Case in point. A recent post on the Last Hiker blog is all about adult coloring and mandalas (Adult Coloring Books and Mandalas, A Warning for Christians).
There’s a whole whack of info there on what other people think of mandalas and how they use them (Hindus and Buddhists, and even poor Carl Jung gets dragged into this). But all through this post is the fact that because some other people (not all, by any means; some just like art) use mandalas for some sort of “mind opening” purpose, these things somehow inevitably lead a Christian to opening their mind to Satan. (By this same reasoning, because these people all wear clothes when engaged in pagan worship…)
What this is doing is giving utterly inanimate objects some mysterious, virtually irresistible power. This is akin to the old pagan practice of believing that a small creek has a “spirit” that hangs out there. A piece of paper with swirly lines and colors has mysterious power over you? So does the “spirit” of that reputedly “sacred” rock over there. What’s the difference? There is none.
What these mandalas actually are is pieces of paper with swirly lines and bits of color on them. They have no power whatsoever–except what people voluntarily attribute to them. (I don’t say “voluntarily give to them,” because even if you decide to “give” a piece of paper some power, it remains powerless. Everything is all in your own mind, and nothing you do will ever produce any extra “power” in that object. Sorry to tell you this, guys, but our minds don’t have extrasensory powers over inanimate objects.)
And these Christians are supposed to be all about knowing that the only power is in God, while there is no power in inanimate objects.But almost every evangelical/fundie Christian I know is this superstitious about inanimate objects. They are afraid that pieces of paper will somehow “lead them astray.” If that’s not superstition, even by their own definitions of “pagan superstition,” I don’t know what is.
And why are they afraid that pieces of paper will undo them? My guess is that it’s because their faith is utterly weak–and they know it. They have to avoid pieces of paper or they just! can’t! keep! believing! This is extremely sad.
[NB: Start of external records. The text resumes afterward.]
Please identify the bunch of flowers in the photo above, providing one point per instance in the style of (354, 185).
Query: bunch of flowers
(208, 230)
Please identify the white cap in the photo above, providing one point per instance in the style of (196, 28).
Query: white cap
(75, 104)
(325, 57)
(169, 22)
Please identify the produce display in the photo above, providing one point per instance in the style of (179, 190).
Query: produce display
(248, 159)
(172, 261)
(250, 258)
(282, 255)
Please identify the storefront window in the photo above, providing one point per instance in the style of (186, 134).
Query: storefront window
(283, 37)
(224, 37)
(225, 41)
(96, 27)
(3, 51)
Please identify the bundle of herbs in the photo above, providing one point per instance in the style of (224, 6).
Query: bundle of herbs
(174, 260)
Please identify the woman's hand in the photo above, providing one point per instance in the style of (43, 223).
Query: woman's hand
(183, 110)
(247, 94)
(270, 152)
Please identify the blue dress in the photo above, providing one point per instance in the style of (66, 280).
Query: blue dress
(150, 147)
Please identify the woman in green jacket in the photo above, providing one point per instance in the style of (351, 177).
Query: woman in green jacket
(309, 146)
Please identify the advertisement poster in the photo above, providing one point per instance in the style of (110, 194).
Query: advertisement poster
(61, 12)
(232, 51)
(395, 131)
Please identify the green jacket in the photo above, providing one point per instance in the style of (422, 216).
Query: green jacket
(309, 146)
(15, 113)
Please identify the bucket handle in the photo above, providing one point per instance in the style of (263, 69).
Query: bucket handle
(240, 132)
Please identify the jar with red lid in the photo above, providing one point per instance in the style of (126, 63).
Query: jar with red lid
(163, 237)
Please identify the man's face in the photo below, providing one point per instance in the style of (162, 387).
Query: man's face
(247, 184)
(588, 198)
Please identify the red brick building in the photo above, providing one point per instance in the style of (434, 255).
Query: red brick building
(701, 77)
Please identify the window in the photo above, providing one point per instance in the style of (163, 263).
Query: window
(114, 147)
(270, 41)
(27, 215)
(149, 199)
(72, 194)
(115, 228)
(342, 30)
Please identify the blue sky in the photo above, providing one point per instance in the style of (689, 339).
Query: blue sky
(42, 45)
So why am I mentioning all this? A niece on Facebook posted a link to the above post, and I (more briefly) responded about this being superstition, and no inanimate object having power over Christians. I received a chastising private message telling me not to post such things but to keep it all quiet and only talk to her about it privately if I have something to say. (Meaning that all her superstitious Christian friends who read that post of hers won’t have to see any reasonable, and yes, dammit, biblically-based response. Fuck that shit.) I am so sick of being chastised by someone thirty years younger than me for something I know way more about than she does, so I unfriended her. Alas. I will miss the pictures of her kids.
But also, I posted a similar response on the Last Hiker blog itself. However, the comment is “awaiting moderation,” which means it will never see the light of day on that blog. One thing evangelical/fundie Christians are very good at is blocking out any view that might give them more accurate information or might–*gasp*–point out any errors in their world view.
They are vastly more afraid of contradictory information even than they are of pieces of paper. Which is saying a lot.
So here is the comment I made there. But alas, none of the readers there who have commented enthusiastically and embraced the superstitious fear of pieces of paper with lines and colors on them will ever see it:
Christians are not supposed to be superstitious. (“Step on a crack, break your mother’s back”)
Giving some sort of mysterious power to a piece of paper and pigments on the paper is superstition, pure and simple. Remember how the gold and silver of pagan Egypt was used to create the tabernacle of God in the wilderness? It’s the heart of the USER that decides whether some inanimate object is put to good use or to bad use.
There is NO power in an inanimate object, no matter who else has chosen to use it in a bad way. To say that these bits of paper with lines and colors can have some mysterious influential power over you is pure, PAGAN superstition.
Christians are supposed to be better than this. “Step on a crack, break your mother’s back — look at some swirly lines, be led astray” — these are BOTH bits of superstitious nonsense that Christians are supposed to be understanding enough not to fall for.